Inju, la bête de l’ombre (6/10)
1. Genre: Thriller
2. Réalisateur : Barbet Schroeder
3. Distribution: Benoît Magimel, Lika Minamoto
Résumé
Débarqué au Japon pour la promotion de son nouveau roman, Alex Fayard rencontre une geiko, (Tamao), menacée de mort par un ancien amant. En acceptant de l’aider, il se retrouve face à Shundei Oe, l’auteur de livres policiers dont il est le spécialiste français. Dès lors, il plonge dans un monde de mystère et de perversité, sur les traces d’un homme assoiffé de vengeance.
Avis
Le réalisateur nous emporte au coeur d’un Japon authentique et construit son intrigue au travers d’un choc des cultures. En pénétrant dans l’univers des Geishas, le réalisateur nous offre un vrai tableau de couleurs pures, et des plans magnifiques. Une véritable atmosphère se dégage de ce film, fascination, sadomasochisme en sont des ingrédients.

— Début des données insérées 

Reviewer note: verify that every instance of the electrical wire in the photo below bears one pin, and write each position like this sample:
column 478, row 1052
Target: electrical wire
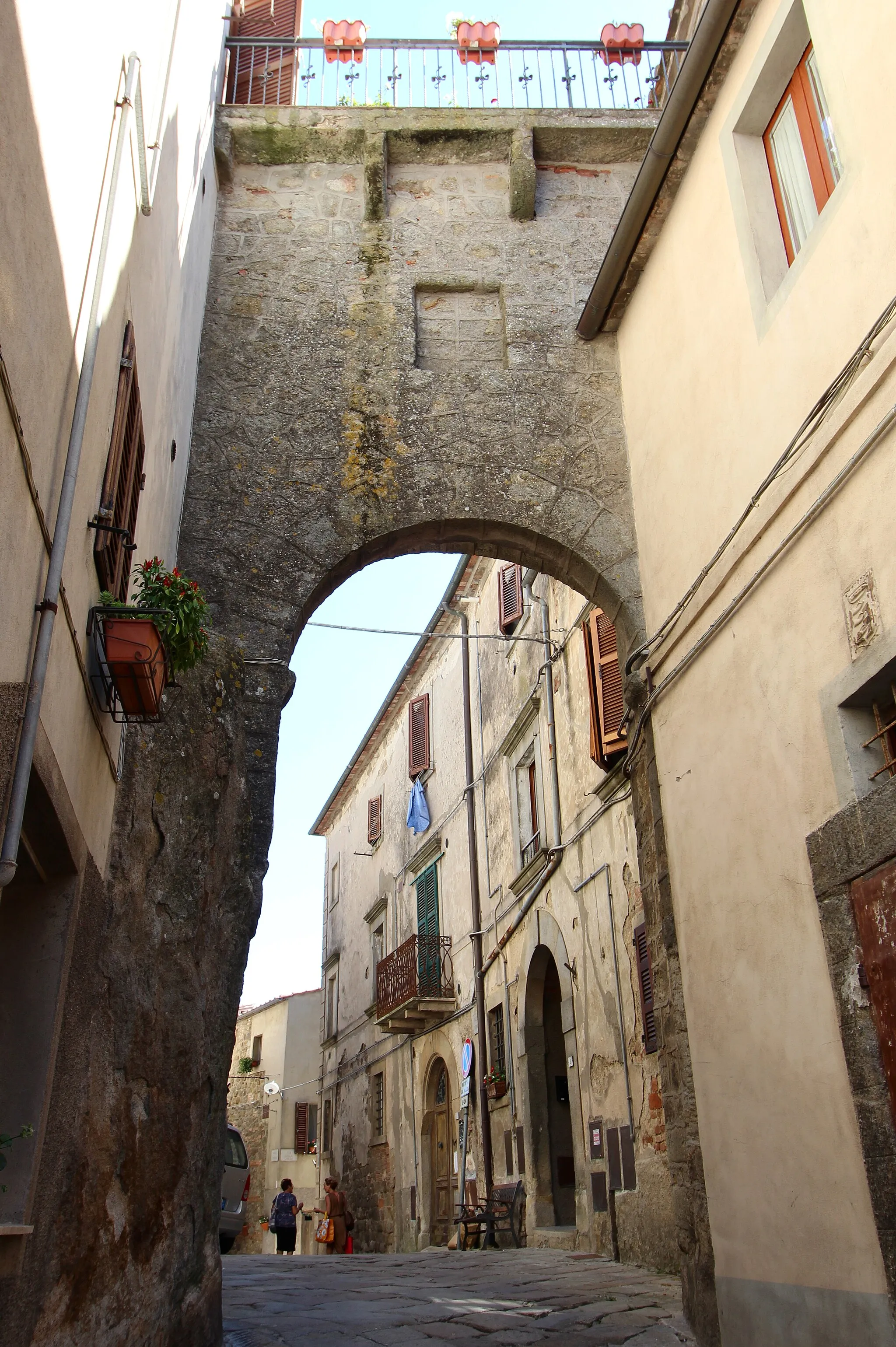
column 716, row 626
column 812, row 423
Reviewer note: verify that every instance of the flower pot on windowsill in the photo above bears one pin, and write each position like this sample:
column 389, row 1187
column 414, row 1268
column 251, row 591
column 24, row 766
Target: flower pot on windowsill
column 138, row 667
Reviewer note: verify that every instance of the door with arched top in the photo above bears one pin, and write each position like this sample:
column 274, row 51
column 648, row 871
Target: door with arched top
column 441, row 1155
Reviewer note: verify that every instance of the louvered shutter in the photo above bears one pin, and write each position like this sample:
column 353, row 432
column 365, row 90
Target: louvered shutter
column 263, row 74
column 123, row 480
column 608, row 687
column 420, row 735
column 510, row 597
column 427, row 903
column 375, row 819
column 301, row 1129
column 429, row 964
column 646, row 988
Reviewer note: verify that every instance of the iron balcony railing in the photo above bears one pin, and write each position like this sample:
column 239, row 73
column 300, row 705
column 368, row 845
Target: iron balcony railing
column 407, row 73
column 530, row 850
column 418, row 969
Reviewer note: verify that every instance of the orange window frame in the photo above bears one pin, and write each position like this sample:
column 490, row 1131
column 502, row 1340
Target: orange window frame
column 810, row 133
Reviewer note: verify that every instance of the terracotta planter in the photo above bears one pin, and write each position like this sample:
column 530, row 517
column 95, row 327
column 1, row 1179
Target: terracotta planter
column 135, row 659
column 344, row 41
column 477, row 42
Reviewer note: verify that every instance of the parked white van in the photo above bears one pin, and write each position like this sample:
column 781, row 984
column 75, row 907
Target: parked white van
column 235, row 1190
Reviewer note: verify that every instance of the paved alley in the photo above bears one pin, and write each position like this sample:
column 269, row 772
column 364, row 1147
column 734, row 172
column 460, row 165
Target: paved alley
column 510, row 1298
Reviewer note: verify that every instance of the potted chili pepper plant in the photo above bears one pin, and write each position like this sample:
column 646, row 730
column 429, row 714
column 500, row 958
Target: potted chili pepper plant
column 145, row 644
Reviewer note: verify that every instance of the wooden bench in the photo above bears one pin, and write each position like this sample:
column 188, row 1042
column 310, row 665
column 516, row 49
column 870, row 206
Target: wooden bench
column 502, row 1211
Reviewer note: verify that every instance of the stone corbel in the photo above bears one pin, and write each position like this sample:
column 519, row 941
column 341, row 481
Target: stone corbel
column 522, row 175
column 375, row 175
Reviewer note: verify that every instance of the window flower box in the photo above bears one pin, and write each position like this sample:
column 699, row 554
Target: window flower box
column 477, row 42
column 133, row 668
column 138, row 648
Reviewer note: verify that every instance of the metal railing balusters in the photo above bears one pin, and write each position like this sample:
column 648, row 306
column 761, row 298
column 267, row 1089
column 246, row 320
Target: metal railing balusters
column 587, row 72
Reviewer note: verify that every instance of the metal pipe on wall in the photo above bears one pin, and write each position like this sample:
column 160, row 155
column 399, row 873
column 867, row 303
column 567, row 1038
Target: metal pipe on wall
column 606, row 871
column 476, row 911
column 50, row 602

Inju, c’est avant tout un casting de très grande qualité. Benoit Magimel est à la hauteur du spectacle, même si son petit côté arrogant peut agacer à la longue (c’est peut être une amplification du choc des culture mis en avant). Il n’empeche qu’il reste un acteur de qualité (La pianiste, La fille coupée en deux). Même si l’intrigue est très vite prévisible et que la fin tombe comme un poids mort, on est transporté tout au long du film. Les 10 premières minutes sont une belle entrée en matière (le style est suprenant).
Ceux qui comme moi affectionnent le genre thriller, les couleurs et traditions liées à l’Asie. Ceux qui apprécient Benoit Magimel.